1. Doesn't this mean {{a}}$\bigcup${{a}}$\bigcup${{a}} . . . $\bigcup${{a}} which would equal {a}?
(b) {$\bigcup$x} = x iff x is a singleton.
2. Wouldn't that expand to {{a}$\bigcup${a}$\bigcup${a} . . . $\bigcup${a}} which would end up being {{a}} which is not equal to {a}=x?
3. How and why is (b) true?
Thank you for your time and help!
On
Make sure to use the correct definitions. In this case it's
Let $X$ be a set (containing sets), then $$\bigcup X := \{ y : \exists Y\in X: y\in Y\}$$
From this we can prove the given statements. Let $x$ be a set. Then
$$\bigcup \{x\} = \{ y :\exists Y\in\{x\}:y\in Y\}$$
There is only one $Y$ in $\{x\}$, namely $Y=x$. We see $x$ as a set, therefore
$$\bigcup \{x\} = \{ y : y\in x\} = x$$
For (b):
Assume $\{\bigcup x\}=x$. Now $\bigcup x$ is just a set, say $a=\bigcup x$, so $\{a\} = x$, but then $x$ is already a singleton. Now assume $x$ is a singleton, i.e. $\{a\}=x$. But we know from (a) that, if we interpret $a$ as a set (instead of $x$), we can write $a=\bigcup\{a\}=\bigcup x$, so $\{\bigcup x\}=x$.
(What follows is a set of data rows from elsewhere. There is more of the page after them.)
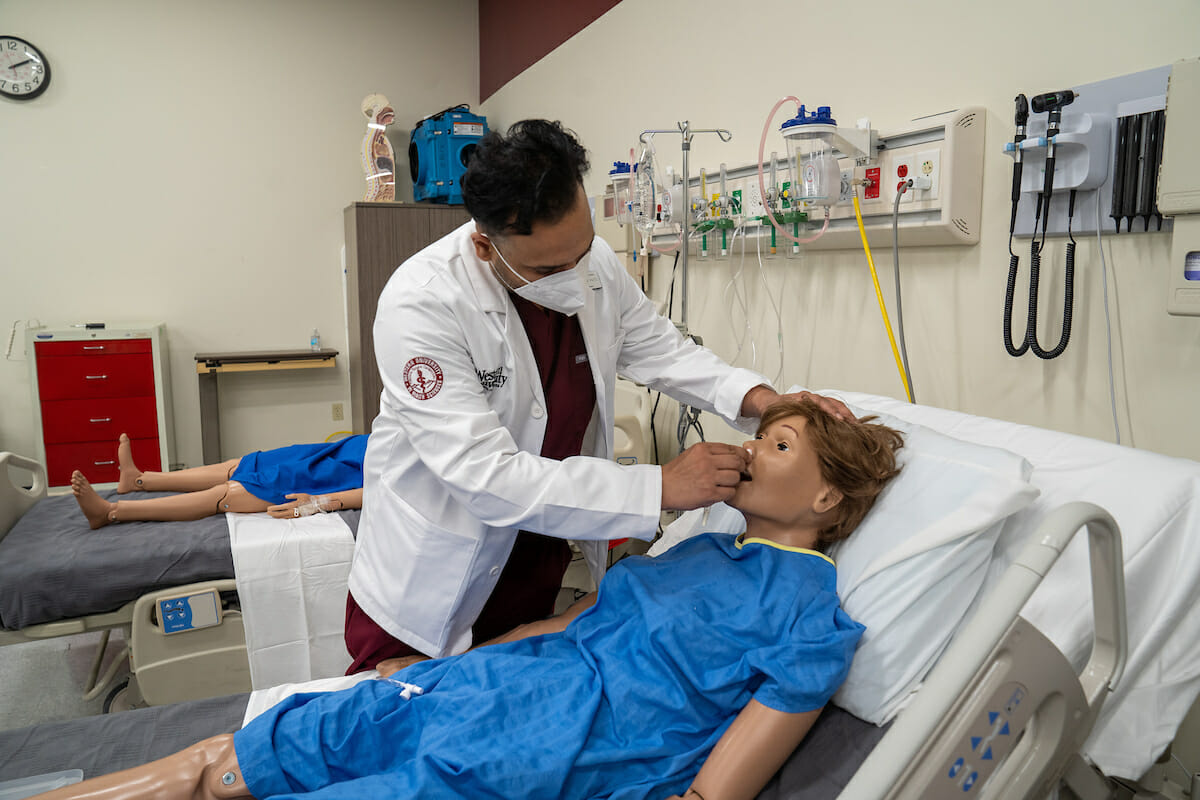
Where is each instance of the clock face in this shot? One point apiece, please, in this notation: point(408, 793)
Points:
point(24, 71)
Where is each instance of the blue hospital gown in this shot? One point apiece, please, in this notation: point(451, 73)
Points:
point(625, 703)
point(313, 469)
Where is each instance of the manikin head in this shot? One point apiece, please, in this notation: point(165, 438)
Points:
point(811, 476)
point(525, 191)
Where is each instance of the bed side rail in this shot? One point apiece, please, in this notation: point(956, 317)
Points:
point(1003, 703)
point(16, 498)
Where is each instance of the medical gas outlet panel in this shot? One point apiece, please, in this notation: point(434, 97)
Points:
point(940, 158)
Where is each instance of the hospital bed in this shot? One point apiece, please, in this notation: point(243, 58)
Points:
point(58, 577)
point(1108, 707)
point(973, 677)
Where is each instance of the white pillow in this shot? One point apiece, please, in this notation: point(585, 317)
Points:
point(915, 565)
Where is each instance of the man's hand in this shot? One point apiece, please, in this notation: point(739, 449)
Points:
point(293, 509)
point(701, 475)
point(760, 398)
point(390, 666)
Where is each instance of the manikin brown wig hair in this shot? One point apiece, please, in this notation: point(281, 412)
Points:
point(857, 458)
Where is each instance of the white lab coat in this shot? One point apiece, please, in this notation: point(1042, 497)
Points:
point(451, 470)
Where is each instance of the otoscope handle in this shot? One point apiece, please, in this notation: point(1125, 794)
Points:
point(1017, 182)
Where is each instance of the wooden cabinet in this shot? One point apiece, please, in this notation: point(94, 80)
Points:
point(379, 236)
point(93, 385)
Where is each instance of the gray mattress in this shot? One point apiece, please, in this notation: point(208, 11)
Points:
point(54, 567)
point(817, 770)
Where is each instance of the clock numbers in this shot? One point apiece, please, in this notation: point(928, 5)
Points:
point(24, 72)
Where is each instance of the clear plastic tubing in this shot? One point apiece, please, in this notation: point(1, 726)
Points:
point(762, 187)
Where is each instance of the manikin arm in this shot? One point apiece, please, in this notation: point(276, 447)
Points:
point(331, 501)
point(750, 752)
point(550, 625)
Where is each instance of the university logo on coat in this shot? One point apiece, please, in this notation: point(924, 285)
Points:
point(423, 378)
point(491, 379)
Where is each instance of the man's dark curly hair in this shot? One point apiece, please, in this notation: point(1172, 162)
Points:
point(532, 174)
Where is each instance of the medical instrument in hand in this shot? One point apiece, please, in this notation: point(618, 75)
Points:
point(318, 504)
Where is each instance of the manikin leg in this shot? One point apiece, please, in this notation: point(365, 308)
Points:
point(186, 480)
point(208, 770)
point(192, 505)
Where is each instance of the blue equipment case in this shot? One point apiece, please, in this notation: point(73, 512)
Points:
point(438, 152)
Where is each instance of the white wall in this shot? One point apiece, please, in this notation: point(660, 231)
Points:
point(190, 163)
point(653, 62)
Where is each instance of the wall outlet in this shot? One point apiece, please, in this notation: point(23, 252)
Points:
point(901, 170)
point(847, 186)
point(871, 191)
point(929, 163)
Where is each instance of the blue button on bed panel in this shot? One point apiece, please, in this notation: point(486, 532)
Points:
point(190, 612)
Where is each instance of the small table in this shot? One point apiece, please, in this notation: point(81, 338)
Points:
point(210, 365)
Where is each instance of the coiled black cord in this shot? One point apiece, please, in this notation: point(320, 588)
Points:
point(1068, 301)
point(1013, 263)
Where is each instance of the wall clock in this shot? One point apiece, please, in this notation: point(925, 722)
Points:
point(24, 71)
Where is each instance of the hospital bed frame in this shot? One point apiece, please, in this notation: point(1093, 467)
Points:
point(999, 665)
point(1003, 711)
point(191, 665)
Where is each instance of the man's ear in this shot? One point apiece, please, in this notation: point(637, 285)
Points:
point(827, 500)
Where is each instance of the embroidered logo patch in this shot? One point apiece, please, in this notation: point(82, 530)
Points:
point(492, 379)
point(423, 378)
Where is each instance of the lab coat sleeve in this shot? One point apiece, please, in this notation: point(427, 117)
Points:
point(655, 354)
point(461, 439)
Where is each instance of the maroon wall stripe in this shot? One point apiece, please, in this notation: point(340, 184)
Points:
point(516, 34)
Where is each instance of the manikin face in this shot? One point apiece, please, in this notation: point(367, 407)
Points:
point(783, 483)
point(550, 248)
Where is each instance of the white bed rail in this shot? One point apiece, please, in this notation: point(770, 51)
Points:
point(930, 750)
point(16, 500)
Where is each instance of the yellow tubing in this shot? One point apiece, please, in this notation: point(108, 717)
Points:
point(879, 295)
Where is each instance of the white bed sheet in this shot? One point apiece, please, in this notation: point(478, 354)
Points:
point(292, 581)
point(1156, 501)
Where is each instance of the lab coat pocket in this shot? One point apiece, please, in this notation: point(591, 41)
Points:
point(610, 358)
point(439, 564)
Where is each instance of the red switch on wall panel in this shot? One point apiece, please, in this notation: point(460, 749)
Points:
point(873, 184)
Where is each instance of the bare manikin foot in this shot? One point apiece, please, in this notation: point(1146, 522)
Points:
point(95, 507)
point(131, 476)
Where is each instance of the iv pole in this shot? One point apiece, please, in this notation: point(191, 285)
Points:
point(687, 131)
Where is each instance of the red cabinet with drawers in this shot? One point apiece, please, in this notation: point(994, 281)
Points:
point(93, 385)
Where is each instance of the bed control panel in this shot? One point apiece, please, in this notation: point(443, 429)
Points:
point(989, 740)
point(190, 612)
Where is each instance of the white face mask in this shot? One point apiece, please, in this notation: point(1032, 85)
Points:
point(562, 292)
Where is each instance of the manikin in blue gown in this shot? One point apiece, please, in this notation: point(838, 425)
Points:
point(714, 657)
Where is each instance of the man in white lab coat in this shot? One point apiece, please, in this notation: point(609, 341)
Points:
point(499, 347)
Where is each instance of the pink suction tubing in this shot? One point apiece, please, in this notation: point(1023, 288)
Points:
point(762, 186)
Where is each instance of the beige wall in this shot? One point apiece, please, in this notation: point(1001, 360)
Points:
point(653, 62)
point(190, 164)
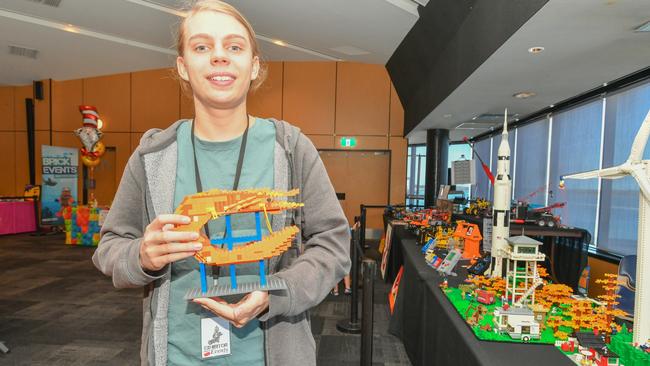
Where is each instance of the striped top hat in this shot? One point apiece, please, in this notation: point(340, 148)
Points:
point(89, 115)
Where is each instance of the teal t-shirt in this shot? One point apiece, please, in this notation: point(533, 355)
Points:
point(217, 165)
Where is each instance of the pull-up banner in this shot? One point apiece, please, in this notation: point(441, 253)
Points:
point(60, 174)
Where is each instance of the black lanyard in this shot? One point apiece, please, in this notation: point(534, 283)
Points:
point(240, 163)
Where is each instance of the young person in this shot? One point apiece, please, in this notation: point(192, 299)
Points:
point(219, 59)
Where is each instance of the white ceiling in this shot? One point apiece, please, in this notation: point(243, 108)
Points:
point(111, 27)
point(587, 43)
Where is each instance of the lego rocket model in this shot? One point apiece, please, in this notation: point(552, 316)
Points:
point(501, 205)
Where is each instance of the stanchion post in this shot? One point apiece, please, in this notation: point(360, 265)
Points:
point(362, 229)
point(369, 268)
point(352, 325)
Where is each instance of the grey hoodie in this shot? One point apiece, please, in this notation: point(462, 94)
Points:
point(311, 267)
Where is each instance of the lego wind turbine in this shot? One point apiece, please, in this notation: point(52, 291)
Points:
point(638, 169)
point(501, 206)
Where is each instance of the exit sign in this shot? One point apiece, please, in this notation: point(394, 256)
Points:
point(348, 141)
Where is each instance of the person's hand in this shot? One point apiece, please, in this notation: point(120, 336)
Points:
point(238, 314)
point(161, 246)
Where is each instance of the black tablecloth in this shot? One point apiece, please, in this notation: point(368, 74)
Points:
point(433, 332)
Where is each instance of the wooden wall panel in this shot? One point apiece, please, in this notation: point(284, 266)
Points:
point(368, 175)
point(67, 96)
point(8, 163)
point(398, 154)
point(364, 143)
point(266, 101)
point(154, 99)
point(22, 158)
point(122, 144)
point(7, 108)
point(322, 141)
point(362, 98)
point(187, 106)
point(336, 164)
point(396, 114)
point(309, 96)
point(42, 108)
point(68, 139)
point(112, 97)
point(106, 176)
point(20, 116)
point(363, 177)
point(598, 268)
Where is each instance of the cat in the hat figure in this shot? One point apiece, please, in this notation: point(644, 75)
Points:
point(90, 136)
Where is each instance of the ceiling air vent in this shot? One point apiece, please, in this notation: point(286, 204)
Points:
point(22, 51)
point(645, 27)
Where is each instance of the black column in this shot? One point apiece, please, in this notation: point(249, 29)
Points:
point(436, 174)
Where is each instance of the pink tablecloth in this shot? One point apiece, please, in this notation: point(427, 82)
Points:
point(17, 217)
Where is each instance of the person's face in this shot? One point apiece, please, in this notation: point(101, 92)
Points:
point(218, 60)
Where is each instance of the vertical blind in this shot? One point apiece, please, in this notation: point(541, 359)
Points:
point(596, 134)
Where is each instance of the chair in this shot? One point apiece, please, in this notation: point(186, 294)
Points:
point(627, 285)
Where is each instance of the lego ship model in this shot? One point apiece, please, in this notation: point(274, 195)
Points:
point(205, 206)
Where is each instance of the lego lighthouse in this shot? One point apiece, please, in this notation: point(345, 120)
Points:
point(501, 206)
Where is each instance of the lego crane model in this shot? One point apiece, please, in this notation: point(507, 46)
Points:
point(638, 169)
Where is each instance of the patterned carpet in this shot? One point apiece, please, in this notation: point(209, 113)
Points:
point(57, 309)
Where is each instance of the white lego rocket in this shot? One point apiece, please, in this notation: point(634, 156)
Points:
point(639, 169)
point(501, 204)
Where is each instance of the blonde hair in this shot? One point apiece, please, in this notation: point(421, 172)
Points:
point(224, 8)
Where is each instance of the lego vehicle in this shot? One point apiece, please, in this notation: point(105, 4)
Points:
point(542, 216)
point(519, 323)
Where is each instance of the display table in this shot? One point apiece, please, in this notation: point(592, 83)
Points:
point(17, 217)
point(433, 332)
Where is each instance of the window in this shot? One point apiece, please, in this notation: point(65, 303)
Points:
point(415, 174)
point(532, 155)
point(483, 185)
point(619, 206)
point(575, 147)
point(460, 152)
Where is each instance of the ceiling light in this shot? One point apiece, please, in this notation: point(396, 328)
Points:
point(524, 95)
point(350, 50)
point(70, 28)
point(645, 27)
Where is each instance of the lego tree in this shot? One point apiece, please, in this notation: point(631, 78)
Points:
point(541, 272)
point(609, 299)
point(553, 295)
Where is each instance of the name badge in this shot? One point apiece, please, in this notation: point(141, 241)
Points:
point(215, 337)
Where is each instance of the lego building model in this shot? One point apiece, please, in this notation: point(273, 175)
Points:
point(501, 206)
point(522, 279)
point(205, 206)
point(638, 169)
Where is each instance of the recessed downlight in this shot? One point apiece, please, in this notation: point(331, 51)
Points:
point(524, 95)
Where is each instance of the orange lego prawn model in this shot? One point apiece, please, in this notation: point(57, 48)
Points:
point(205, 206)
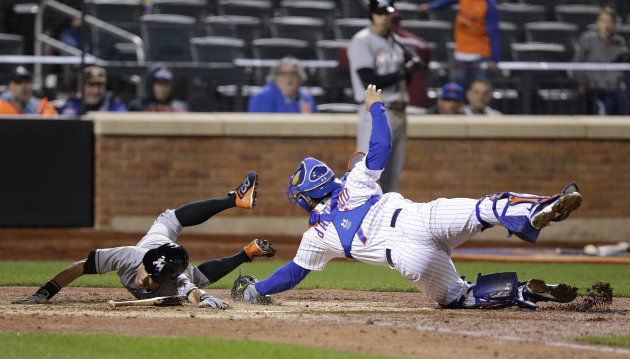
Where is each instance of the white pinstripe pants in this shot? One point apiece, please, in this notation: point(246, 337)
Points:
point(429, 232)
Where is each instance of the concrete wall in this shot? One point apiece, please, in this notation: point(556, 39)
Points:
point(145, 163)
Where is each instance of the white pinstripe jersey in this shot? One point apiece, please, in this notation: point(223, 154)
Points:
point(321, 243)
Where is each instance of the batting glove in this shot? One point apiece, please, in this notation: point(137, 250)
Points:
point(206, 300)
point(36, 298)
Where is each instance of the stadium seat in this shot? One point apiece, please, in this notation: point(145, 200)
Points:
point(346, 28)
point(354, 9)
point(336, 80)
point(509, 35)
point(338, 108)
point(277, 48)
point(120, 13)
point(409, 11)
point(554, 32)
point(325, 10)
point(582, 15)
point(246, 28)
point(261, 9)
point(298, 27)
point(116, 12)
point(216, 49)
point(167, 37)
point(11, 44)
point(521, 14)
point(539, 51)
point(197, 9)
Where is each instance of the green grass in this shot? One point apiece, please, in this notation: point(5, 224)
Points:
point(102, 346)
point(352, 275)
point(615, 340)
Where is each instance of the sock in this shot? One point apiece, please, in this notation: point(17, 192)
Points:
point(487, 213)
point(49, 289)
point(194, 213)
point(216, 269)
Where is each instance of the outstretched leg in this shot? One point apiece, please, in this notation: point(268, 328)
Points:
point(524, 214)
point(216, 269)
point(194, 213)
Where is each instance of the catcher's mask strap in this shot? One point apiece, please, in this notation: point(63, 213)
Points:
point(354, 159)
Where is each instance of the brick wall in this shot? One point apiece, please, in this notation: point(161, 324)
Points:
point(142, 175)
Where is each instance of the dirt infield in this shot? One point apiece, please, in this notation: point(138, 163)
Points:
point(404, 324)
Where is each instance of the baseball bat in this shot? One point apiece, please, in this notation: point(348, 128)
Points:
point(157, 301)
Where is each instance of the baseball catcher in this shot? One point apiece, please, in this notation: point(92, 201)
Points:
point(351, 217)
point(157, 266)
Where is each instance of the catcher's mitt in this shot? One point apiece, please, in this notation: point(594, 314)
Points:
point(244, 290)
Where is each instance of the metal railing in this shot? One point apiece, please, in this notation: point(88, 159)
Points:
point(41, 38)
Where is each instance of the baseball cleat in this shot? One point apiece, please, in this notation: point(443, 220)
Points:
point(33, 299)
point(537, 290)
point(260, 248)
point(557, 208)
point(246, 192)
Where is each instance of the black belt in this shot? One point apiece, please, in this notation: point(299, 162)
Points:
point(388, 254)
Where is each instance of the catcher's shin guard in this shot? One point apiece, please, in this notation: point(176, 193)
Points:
point(494, 291)
point(537, 213)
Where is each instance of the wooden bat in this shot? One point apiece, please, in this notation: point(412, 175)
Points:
point(157, 301)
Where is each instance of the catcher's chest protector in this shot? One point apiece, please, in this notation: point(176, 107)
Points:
point(346, 223)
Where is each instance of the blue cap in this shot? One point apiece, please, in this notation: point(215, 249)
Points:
point(163, 73)
point(452, 91)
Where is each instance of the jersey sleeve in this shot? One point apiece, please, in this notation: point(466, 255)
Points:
point(185, 281)
point(117, 259)
point(313, 253)
point(360, 54)
point(166, 228)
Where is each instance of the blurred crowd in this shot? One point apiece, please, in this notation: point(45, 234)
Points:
point(384, 53)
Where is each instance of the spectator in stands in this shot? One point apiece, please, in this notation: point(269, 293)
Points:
point(479, 96)
point(96, 98)
point(282, 92)
point(417, 84)
point(158, 84)
point(19, 99)
point(605, 90)
point(477, 39)
point(451, 101)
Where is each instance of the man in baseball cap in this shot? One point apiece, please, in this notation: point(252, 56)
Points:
point(19, 99)
point(159, 89)
point(96, 97)
point(451, 101)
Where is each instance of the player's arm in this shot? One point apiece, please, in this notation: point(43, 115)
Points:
point(381, 137)
point(53, 286)
point(284, 278)
point(196, 295)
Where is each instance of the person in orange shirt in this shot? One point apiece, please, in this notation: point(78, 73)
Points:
point(19, 99)
point(477, 39)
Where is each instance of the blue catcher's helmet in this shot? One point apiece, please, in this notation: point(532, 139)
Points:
point(313, 179)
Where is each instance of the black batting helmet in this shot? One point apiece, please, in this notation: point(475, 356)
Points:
point(165, 262)
point(381, 7)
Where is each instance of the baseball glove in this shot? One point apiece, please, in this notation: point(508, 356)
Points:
point(244, 290)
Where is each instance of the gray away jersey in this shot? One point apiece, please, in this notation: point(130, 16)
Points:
point(127, 260)
point(370, 50)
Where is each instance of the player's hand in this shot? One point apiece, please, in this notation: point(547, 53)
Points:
point(33, 299)
point(372, 95)
point(208, 301)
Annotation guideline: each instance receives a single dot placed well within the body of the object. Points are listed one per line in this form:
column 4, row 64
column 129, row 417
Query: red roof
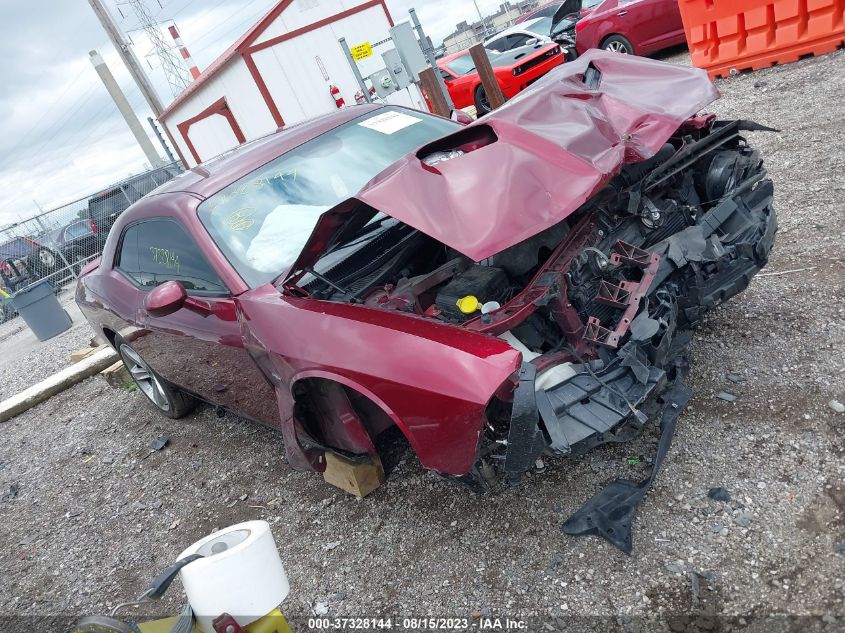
column 230, row 53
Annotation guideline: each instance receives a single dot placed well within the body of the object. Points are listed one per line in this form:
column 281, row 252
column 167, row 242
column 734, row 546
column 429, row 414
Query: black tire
column 482, row 103
column 618, row 44
column 167, row 398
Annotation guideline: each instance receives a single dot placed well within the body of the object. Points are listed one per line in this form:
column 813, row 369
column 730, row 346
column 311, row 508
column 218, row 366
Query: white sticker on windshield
column 390, row 122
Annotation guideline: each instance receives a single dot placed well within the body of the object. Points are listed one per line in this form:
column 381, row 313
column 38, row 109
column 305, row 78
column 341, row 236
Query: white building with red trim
column 278, row 73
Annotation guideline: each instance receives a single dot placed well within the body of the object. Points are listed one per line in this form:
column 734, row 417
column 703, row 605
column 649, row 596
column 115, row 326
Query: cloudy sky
column 61, row 136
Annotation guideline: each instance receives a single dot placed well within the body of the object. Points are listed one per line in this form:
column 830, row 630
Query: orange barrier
column 729, row 36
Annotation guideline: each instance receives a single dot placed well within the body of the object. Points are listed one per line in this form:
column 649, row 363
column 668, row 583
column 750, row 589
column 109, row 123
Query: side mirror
column 166, row 299
column 461, row 117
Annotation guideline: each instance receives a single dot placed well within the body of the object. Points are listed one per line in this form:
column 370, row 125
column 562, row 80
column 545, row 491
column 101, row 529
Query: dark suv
column 106, row 206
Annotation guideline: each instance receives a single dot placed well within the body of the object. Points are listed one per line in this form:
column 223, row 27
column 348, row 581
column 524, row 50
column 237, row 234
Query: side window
column 498, row 45
column 156, row 251
column 516, row 41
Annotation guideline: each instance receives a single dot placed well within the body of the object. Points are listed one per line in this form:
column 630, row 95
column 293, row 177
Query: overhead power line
column 174, row 70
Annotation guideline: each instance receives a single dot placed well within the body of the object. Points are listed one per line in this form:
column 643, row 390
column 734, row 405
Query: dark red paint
column 649, row 25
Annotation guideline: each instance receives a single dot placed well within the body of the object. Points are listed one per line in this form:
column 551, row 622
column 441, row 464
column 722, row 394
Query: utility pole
column 125, row 109
column 429, row 55
column 129, row 58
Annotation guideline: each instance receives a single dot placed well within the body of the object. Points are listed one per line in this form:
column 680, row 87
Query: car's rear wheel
column 482, row 102
column 168, row 399
column 618, row 44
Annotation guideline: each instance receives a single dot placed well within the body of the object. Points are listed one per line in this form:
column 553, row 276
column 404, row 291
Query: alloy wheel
column 144, row 377
column 47, row 258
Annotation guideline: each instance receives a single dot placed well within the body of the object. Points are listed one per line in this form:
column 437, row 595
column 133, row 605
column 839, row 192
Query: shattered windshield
column 262, row 221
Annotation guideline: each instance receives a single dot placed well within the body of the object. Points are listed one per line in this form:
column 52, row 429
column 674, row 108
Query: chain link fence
column 55, row 245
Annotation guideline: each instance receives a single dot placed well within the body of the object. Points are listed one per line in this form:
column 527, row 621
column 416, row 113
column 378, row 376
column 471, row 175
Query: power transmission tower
column 176, row 73
column 121, row 44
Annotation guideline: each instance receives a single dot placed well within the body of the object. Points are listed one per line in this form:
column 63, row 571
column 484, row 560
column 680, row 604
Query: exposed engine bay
column 601, row 305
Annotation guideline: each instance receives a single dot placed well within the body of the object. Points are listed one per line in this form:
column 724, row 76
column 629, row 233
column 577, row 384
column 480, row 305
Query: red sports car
column 543, row 11
column 519, row 287
column 634, row 27
column 515, row 70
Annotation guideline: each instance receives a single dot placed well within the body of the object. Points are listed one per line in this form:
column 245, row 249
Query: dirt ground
column 96, row 513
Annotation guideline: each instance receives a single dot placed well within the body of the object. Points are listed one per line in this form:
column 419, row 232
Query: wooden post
column 434, row 93
column 495, row 96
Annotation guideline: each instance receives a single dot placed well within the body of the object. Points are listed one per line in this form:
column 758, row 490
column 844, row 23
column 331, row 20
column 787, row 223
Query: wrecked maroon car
column 523, row 286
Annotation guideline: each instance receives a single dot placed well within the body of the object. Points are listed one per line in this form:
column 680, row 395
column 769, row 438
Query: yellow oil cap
column 468, row 304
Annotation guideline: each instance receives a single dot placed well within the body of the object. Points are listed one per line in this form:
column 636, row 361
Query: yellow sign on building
column 362, row 51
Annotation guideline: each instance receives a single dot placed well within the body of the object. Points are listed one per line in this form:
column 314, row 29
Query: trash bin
column 42, row 312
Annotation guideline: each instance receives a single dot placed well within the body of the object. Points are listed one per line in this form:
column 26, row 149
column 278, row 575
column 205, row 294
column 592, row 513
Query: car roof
column 217, row 173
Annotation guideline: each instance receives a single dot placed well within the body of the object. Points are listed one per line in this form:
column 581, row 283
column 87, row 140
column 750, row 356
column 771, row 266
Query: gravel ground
column 97, row 514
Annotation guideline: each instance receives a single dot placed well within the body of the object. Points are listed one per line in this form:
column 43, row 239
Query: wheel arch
column 604, row 38
column 357, row 388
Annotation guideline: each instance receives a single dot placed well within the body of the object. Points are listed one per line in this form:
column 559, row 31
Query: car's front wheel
column 44, row 263
column 168, row 399
column 618, row 44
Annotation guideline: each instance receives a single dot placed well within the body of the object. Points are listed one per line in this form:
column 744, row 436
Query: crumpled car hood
column 556, row 145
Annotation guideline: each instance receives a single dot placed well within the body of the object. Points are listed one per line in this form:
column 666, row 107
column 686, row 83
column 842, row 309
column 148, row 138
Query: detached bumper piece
column 641, row 363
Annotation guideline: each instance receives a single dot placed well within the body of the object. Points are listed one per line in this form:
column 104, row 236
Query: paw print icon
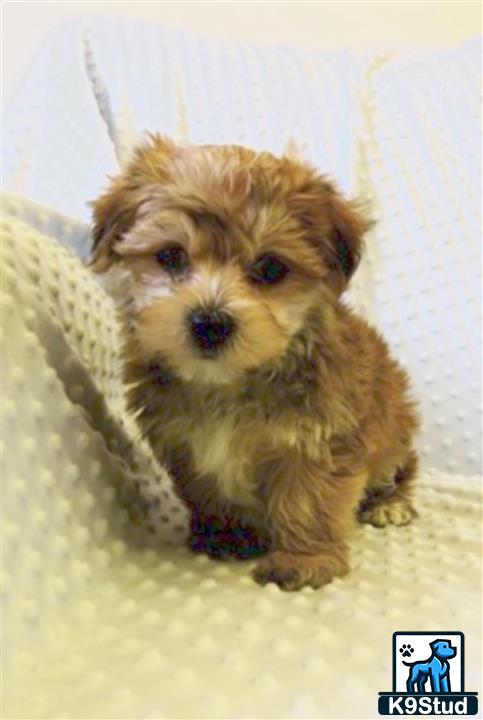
column 406, row 650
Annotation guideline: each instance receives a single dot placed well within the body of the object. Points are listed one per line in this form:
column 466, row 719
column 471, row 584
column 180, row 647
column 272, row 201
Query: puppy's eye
column 268, row 270
column 174, row 259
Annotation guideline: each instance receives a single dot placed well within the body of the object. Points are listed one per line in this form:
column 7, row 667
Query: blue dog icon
column 436, row 669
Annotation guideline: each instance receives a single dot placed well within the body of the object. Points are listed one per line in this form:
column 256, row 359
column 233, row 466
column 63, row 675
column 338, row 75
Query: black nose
column 210, row 329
Your assumption that $x = \{a \}$ is irrelevant and actually harmful here. For any set $x$ we have that $\bigcup \{ x \} = x$.
Why? $\bigcup \{x \} = \{ z \mid \exists y \in \{x \} \colon z \in y \} = \{ z \mid z \in x \} = x$ (the last equality follows by extensionality).
Now, if $x$ is a singleton, i.e. $x = \{a \}$, then, by what we've shown above, $\{ \bigcup x \} = \{ \bigcup \{a \} \}= \{a \} = x$.
I'll leave it to you to show the converse. (If $x$ contains two distinct elements, then $\{ \bigcup x \} \neq x$.